THE ABANDONED POWER STATION IN GERMANY
This German power plant ‘Kraftwerk Plessa’ is one of the oldest power stations for lignite or brown coal in Europe. It was built in 1926 and became the most modern power plant of its time.
The power plant was established in 1927 by the ‘Elektrizitätsverband Gröba’ founded in 1910. Meanwhile, a long-term supply contract for the supply of raw lignite was concluded with the brown coal mines. In return, they obtained electricity from the power plant. Eventually, in the 1920s and 1930s, it was one of the most modern peak load power plants of the time.
Meanwhile, a second 120-meter-high chimney was built in 1940. In 1942 the plant is enlarged, a fourth turbine with an output of 20 thousand kilowatt was put into operation. The station had a total output of 54 megawatts.
Gaskombinat Schwarze Pumpe
At the end of the Second World War, the power plant was closed down. Four weeks later, the Soviets took over and put the plant into use again. It became property of the ‘Gaskombinat Schwarze Pumpe’. As early as July 22, 1985, the entire complex was placed under monument protection.

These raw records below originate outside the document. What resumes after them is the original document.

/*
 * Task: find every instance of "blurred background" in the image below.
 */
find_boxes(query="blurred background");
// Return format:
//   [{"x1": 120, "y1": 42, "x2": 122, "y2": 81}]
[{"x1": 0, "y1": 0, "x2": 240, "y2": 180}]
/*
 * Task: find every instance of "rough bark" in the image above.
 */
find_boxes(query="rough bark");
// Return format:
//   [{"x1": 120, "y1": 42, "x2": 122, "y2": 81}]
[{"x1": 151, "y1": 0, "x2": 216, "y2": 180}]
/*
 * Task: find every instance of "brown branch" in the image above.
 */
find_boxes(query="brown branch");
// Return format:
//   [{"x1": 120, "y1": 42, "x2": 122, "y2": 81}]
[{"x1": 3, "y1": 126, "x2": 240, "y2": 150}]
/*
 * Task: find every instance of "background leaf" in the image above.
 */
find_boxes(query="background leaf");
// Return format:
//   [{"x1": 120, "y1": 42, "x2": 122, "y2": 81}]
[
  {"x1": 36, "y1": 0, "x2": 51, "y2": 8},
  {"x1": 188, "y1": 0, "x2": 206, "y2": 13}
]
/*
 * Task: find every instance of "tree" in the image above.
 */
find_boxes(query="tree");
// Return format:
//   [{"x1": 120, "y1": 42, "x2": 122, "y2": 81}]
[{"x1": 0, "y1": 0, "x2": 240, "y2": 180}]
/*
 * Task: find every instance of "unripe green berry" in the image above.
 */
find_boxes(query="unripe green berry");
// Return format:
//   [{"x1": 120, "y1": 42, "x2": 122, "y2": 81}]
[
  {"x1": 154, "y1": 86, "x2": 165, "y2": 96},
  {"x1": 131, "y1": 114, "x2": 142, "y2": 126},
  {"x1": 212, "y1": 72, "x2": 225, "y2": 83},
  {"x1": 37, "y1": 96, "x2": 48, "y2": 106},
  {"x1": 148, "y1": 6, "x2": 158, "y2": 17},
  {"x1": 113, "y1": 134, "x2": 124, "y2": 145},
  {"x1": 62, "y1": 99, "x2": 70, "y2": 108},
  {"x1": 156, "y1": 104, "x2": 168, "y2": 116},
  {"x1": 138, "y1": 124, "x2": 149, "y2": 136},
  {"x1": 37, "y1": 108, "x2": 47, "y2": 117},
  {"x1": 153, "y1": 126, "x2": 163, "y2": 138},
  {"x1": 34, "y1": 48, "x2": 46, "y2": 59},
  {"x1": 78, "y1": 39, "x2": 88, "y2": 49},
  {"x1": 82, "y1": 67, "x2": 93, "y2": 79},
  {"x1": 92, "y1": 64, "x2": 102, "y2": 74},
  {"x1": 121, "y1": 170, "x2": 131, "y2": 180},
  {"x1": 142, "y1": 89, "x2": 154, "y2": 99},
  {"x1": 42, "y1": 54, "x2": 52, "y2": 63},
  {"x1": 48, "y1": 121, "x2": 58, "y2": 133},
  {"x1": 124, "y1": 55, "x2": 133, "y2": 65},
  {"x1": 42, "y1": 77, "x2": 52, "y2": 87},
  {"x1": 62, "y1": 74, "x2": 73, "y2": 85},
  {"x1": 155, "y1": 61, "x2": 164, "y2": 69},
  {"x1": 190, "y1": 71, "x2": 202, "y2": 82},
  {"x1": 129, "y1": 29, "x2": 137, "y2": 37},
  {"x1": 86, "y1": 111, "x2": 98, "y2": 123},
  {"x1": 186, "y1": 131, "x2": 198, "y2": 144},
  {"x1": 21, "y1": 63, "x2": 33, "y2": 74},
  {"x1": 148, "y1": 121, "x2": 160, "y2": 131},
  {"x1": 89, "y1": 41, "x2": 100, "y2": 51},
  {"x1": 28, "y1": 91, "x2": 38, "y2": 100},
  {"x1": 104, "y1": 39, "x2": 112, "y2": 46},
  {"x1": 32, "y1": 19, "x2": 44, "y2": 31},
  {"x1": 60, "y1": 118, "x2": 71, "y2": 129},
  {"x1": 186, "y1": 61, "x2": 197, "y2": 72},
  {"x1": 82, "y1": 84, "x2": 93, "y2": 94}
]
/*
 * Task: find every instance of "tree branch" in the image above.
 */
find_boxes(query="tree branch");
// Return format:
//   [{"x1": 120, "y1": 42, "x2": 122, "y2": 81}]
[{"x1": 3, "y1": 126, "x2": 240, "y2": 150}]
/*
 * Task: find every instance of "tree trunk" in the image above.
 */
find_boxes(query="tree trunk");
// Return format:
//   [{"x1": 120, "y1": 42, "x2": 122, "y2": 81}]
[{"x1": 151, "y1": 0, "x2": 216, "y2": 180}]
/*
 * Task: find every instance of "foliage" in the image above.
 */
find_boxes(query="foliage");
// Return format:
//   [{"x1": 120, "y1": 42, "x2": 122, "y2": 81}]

After the reunification of Germany in 1991, the plant was handed to the city of Plessa. According to the new usage concept, the energy source should be natural gas, which would have required high investments and major renovations. For this reason, the project failed and could not be realized. On April 14, 1992, the last turbine generator was shut down and the power plant was taken off the grid. Eventually in 2001 the ‘Förderverein Kraftwerk Plessa’ and the municipality of Plessa founded the ‘Industrie-Denkmal und Industrie-Museum Kraftwerk Plessa’. Today the building is a museum and event location. I visited ‘Kraftwerk Plessa’ in 2014.